I have 7 acre lake in North Louisiana that I stocked with channel Catfish some 4 years ago. These fish are now in the 5 to 10 pound size. I use to be able to fish tight line with big red night crawler worms and catch them. Also, I could also catch them right after my feeder went off during their 'feeding frenzy' using a cork and the same worms fishing at about 6 inches in depth.

Now, they have gotten smarter and I am lucky to catch one fish when the feeder goes off.

Have any of you faced this problem and solved it? I feed twice a day at 7:00 a.m. and 7 p.m.
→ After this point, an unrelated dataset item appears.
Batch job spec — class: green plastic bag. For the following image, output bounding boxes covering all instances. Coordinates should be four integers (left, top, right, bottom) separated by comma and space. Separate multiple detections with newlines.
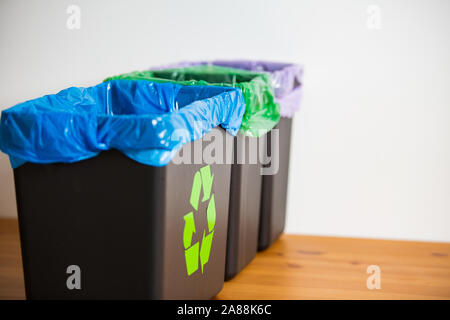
105, 65, 280, 137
I have got tons of fish in the lake, but I can't get them to bite. I have used a trot line, but that does not take the place of catching a 10 pound catfish with a rod and reel.

thanks,
blue.dog


----------



## deebo

bout a 4 inch perch should do the trick. Have you tried live bait? Minnows, perch, etc?


----------



## waterspout

don't feed for a day or two then throw a floater or two or three in the feeding area. use a bare hook a rolled bread. My uncle does this trick. feed very little when you get ready to fish so they will be fighting for food. when that floater hits it's on. good luck


----------



## locochon

one of my best friends has a pond and the berkley gulp worms we used to use no longer work. so we got a cast net and caught some of the lil perch that hang out by the dock. on cast usually gets enough for the time we want to fish. throw them with a circle hook under a bobber. we caught 22 of them a few weeks ago. i didnt beleve him when he told me to bring my trout rod to catch pond fish. i beleve him now.


----------



## Fish Aholic

Don't feed them!!!!!!!!

I have had the hardest time catching catfish on a pond where someone feeds them!


----------



## KILT610

*farm pond catfish*

I agree with the posts about the small perch...I had the same problem and started using small perch and caught them on a regular basis.....Also, if you're looking for a fish fry, put a trotline in a shallow end where the wind will hit it and keep it moving....Arrange your stagings where they are about a foot under the surface and wrap tin foil on the hooks.....Works like a charm...........Capt. Wayne


----------



## activescrape

I've had good luck hand throwing out a LITTLE feed and then using a small treble hook which I cover with bread. Just smash it on to the hook. They will hit that.


----------



## 79_ag

waterspout said:


> don't feed for a day or two then throw a floater or two or three in the feeding area. use a bare hook a rolled bread. My uncle does this trick. feed very little when you get ready to fish so they will be fighting for food. when that floater hits it's on. good luck


The rolled bread does the trick in our ponds also


----------



## kim e cooper

stop feeding use chicken liver nasty but works great good luck


----------



## KSims1868

twice a day seems like a LOT of feeding. My uncle has had a catfish pond for 15+ years. He feeds twice a week.


----------



## 12lbtest

Agree with the above stop feeding for a little bit, maybe even lower the frequency of the feeds. 

They won't eat if they know or sense that dinner is comin. 

12lb


----------



## kraymond

We use to go bass fishing in catfish ponds and the catfish would hit topwaters worked slow on top. They would follow them around mouthing the water on top until they could get them in their mouth.


----------



## Gorda Fisher

Tortillas work pretty good.


----------



## shadslinger

A friend of mine was having the same problem and he started using a fly rod with a "fly" that was just thread wrapped and dyed to look like the feed his feeder threw. He said they never get tired of it.


----------



## Indigo Flats

I have an established 4.5 acre pond with bream, bass, and big cats. I use small bream as live bait for the big cats. One thing I have leaned is that in an established pond (I very seldom feed now) the cats are like the cats in the wild--some days they bite and some days they don't (this is also true of the bream and bass).


----------



## Joelybob

I agree with kim , use a cup of chicken liver you buy from the super market. Pinch off a piece about the size of a quater or half dollar, the blood really brings out that predatory instinct.


----------



## Blue.dog

Thanks for all of your answers. It will be 4 to 6 weeks before I can get back up there and try all of your suggestions.

I can't imagine catching a 8 pound catfish on a fly rod!

blue.dog


----------